By far the largest increase in spending since 2017 is on electric vehicles, which has risen from just US$5 billion five years ago (a factor of 18.6), while the next largest increase is in low carbon fuels and carbon capture and storage (up from US$11 billion in 2017, a 73% increase). Grids and storage spending is up the least at just 5%. However, investment is still not at the levels the IEA projects are needed to meet its Net Zero by 2050 scenario, and inflation is to eat up half of the additional expenditure of 2022 compared to last year, meaning the headline 8% increase is more like 4% when it comes to actual output. Causes of escalating costs include “multiple supply chain pressures, tight markets for specialised labour and services, and the effect of higher energy prices on essential construction materials like steel and cement.” These are eating not only into traditional power generation but also into renewables: “the costs of solar panels and wind turbines are up by between 10% and 20% since 2020”. The report also notes that the “net income for the world’s oil and gas producers is set to double in 2022 to an unprecedented US$4 trillion”.

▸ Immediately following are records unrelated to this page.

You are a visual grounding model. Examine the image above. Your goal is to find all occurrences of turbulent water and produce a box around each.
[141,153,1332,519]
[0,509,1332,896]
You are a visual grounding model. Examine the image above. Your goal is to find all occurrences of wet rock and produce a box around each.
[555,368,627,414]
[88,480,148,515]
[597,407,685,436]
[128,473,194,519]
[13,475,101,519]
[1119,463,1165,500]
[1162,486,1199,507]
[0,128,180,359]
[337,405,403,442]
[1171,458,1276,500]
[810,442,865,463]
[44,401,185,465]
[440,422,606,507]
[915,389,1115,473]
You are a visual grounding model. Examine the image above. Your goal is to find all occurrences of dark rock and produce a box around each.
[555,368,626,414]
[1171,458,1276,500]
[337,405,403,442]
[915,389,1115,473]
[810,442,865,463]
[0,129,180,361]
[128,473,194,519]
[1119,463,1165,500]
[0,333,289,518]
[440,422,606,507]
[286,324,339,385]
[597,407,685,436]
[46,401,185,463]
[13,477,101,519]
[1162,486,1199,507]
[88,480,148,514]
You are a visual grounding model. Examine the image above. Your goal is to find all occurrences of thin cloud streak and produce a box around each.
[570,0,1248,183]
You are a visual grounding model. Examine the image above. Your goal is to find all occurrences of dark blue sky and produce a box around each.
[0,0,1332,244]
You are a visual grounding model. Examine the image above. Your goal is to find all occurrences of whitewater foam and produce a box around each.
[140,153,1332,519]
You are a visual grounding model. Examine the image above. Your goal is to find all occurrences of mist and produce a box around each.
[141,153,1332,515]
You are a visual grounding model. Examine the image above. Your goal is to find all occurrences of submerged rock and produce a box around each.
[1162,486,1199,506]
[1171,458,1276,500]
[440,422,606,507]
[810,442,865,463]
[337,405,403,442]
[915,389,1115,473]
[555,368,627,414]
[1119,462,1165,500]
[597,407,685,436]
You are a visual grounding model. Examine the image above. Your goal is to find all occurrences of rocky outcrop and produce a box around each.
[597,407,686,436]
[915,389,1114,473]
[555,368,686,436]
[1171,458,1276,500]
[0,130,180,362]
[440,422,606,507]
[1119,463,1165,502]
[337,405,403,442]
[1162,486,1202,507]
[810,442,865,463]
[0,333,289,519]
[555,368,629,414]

Investment choices and levels of spending are always important, but at this juncture of time, they are particularly so, as the IEA makes clear. “Investment is central to tackling the multiple strands of today’s energy crisis: to relieve pressure on consumers, to get the world on a net zero pathway, to spur economic recovery, and – for Europe in particular – to reduce reliance on Russia following its invasion of Ukraine. Governments, companies and investors face a complex situation as they decide which energy projects to back, with urgent short-term needs not automatically aligned with long-term goals. A lot is riding on these choices.” That is indeed very true.